UCOVI Stage 3: Organise


Business Strategy & People Management: ★☆☆☆☆ Technical Work: ★★★★★ Analytical/Scientific: ★★☆☆☆

Business Strategy & People Management: ★☆☆☆☆
Technical Work: ★★★★★
Analytical/Scientific: ★★☆☆☆



Discipline Overview

Organise your data into a trustworthy analytical model that respects data management principles and best practice but fits the needs of your business. Design and build the model so that processing errors are simple to flag up and rectify, and new features are straightforward to build.

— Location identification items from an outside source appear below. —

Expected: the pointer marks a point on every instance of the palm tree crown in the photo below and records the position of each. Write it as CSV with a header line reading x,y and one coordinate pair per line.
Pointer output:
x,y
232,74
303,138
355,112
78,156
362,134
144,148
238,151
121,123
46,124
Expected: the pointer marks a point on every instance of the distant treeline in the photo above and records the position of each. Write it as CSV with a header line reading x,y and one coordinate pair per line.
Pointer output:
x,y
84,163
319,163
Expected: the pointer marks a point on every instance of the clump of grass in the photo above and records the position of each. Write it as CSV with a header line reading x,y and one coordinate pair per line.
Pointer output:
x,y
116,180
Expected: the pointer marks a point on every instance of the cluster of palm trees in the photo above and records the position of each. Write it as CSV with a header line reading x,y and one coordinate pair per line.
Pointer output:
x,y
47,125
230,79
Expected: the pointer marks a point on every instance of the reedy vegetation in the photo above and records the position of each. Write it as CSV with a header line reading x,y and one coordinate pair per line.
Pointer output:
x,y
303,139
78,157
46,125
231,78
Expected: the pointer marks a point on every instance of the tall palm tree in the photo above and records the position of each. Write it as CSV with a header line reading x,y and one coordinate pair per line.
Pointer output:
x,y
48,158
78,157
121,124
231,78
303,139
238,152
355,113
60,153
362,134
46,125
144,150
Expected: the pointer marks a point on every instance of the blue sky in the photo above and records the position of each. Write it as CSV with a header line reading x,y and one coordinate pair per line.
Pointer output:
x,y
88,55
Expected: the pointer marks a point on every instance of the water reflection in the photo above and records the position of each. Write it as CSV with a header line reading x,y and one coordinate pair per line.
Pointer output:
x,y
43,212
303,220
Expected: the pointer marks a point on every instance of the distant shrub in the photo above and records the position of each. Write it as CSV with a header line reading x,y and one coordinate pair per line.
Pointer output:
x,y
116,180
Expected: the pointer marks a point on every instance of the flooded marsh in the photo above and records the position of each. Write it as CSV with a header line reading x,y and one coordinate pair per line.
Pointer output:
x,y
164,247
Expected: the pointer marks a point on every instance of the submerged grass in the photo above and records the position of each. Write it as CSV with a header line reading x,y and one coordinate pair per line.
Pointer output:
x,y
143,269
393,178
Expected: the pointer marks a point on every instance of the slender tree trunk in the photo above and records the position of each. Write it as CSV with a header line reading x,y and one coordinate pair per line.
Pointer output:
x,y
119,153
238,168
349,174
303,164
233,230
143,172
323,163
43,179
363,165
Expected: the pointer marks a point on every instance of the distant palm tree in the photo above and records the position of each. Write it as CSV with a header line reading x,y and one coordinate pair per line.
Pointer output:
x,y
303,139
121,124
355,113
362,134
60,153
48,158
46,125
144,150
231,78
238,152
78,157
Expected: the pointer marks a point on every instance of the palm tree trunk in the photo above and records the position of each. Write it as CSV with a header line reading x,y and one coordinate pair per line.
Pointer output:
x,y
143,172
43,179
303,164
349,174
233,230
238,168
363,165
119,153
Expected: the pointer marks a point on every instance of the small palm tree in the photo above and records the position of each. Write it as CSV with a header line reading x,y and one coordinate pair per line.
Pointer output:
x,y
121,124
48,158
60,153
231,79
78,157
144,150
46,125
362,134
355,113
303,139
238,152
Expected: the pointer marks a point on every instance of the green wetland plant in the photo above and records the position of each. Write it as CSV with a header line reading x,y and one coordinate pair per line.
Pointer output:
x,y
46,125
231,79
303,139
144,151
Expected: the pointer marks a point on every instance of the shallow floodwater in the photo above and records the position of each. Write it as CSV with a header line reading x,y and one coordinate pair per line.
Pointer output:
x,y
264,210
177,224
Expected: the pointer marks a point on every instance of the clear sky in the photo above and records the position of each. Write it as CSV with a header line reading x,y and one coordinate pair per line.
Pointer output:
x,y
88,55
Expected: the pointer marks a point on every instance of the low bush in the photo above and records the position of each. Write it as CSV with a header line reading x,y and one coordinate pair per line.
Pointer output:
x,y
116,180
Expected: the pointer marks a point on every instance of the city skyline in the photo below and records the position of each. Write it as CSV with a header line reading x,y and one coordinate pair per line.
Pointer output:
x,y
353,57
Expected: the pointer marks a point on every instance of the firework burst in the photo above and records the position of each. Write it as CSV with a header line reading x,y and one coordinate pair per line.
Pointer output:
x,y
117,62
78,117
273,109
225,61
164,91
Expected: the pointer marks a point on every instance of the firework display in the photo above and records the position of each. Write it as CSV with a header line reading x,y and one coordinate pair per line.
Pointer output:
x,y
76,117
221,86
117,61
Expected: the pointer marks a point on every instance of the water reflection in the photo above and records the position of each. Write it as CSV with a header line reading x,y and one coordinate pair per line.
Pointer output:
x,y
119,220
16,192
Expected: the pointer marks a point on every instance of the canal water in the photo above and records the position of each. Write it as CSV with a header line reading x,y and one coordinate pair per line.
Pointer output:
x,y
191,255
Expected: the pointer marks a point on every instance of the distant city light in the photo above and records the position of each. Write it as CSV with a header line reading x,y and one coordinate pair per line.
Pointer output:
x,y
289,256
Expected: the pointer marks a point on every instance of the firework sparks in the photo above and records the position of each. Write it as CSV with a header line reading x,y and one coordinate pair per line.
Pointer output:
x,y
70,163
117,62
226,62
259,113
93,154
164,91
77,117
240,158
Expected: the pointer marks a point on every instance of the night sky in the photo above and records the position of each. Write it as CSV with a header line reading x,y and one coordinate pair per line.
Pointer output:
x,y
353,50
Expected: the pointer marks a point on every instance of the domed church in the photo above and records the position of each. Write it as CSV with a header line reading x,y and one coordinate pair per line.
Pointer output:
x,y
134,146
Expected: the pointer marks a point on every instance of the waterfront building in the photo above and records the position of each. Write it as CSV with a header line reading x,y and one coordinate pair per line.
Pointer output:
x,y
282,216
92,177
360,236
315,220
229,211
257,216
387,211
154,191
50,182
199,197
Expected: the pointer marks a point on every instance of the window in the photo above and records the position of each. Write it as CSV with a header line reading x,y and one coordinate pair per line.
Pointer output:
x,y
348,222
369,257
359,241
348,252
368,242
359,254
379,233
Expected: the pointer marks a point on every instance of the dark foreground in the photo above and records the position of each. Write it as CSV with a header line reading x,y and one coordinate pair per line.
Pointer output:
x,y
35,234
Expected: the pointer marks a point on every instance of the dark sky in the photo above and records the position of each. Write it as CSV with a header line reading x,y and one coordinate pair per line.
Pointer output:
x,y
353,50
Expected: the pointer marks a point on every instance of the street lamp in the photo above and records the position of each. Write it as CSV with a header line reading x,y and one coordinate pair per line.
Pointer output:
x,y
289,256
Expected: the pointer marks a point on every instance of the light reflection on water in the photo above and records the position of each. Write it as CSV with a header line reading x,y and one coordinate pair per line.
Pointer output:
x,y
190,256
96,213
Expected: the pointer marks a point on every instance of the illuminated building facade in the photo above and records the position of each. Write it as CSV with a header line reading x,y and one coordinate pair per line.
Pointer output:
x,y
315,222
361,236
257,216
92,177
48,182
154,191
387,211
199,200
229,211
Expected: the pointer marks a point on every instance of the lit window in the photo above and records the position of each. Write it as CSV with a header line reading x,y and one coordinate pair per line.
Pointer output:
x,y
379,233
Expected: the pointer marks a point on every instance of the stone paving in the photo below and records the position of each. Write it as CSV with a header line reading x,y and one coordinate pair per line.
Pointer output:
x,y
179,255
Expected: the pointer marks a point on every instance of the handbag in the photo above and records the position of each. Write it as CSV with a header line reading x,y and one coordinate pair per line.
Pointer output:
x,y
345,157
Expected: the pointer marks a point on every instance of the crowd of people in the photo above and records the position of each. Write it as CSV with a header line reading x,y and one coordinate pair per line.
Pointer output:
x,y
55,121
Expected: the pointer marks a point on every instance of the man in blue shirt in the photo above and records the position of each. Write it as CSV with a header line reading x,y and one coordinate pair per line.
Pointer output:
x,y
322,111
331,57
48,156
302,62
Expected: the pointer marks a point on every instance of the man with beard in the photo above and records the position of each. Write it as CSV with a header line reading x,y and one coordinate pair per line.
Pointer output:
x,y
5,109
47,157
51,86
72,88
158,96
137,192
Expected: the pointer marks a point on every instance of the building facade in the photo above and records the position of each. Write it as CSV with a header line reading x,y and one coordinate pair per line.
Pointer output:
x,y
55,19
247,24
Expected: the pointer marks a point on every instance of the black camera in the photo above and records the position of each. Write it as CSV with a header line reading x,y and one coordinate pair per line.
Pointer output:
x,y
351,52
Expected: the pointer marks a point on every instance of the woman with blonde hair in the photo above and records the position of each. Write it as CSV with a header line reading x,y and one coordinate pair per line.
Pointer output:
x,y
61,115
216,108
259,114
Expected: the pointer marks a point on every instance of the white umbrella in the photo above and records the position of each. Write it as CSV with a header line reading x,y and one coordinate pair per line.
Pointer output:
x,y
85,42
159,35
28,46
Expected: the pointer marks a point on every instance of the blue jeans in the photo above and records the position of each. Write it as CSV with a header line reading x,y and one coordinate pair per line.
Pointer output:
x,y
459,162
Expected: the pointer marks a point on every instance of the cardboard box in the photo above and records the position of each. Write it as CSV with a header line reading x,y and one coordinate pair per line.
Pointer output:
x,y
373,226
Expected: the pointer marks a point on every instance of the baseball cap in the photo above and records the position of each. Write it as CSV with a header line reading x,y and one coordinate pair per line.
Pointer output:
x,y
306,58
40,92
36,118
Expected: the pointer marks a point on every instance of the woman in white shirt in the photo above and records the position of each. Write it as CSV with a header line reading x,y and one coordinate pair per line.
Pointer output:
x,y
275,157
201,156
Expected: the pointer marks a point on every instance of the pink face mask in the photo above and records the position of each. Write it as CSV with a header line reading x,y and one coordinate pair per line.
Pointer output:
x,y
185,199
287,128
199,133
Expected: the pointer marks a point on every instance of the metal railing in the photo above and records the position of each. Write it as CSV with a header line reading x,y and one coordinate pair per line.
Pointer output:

Documentation should be performed at this stage and treated as a priority. Your company's data warehouse, lake or lakehouse is the museum for your business. Having bad or no documentation explaining what your core data table assets are, which reports they serve, and where they come from is like visiting an art exhibition where none of the paintings have labels for the artist, title, or date painted.

The model you choose should be adapted to the questions you wish to answer with your data and the size, structure and update-frequency of the data you collect. (You should know your questions and the anatomy of your data having passed the Understand and Collect stages.) But for an intuitive, tried-and-tested default, it's hard to better the Kimball methodology.

As your analytical model takes shape, prepare for layers of abstraction. Some data objects may be direct copies or replications of live data (eg. raw sales orders from a billing system) with no abstraction, others may be multi-purpose aggregations of raw data (customer purchases by product by week - let's call these layer-1 abstractions). Others still may be filtered or otherwise transformed derivations of layer-1 abstractions that serve specific reports or dashboards (layer-2). Document these data objects as such, and even consider a naming convention for your data tables around this. The higher/more downstream the abstraction layer, the greater the potential for deviation from the truth.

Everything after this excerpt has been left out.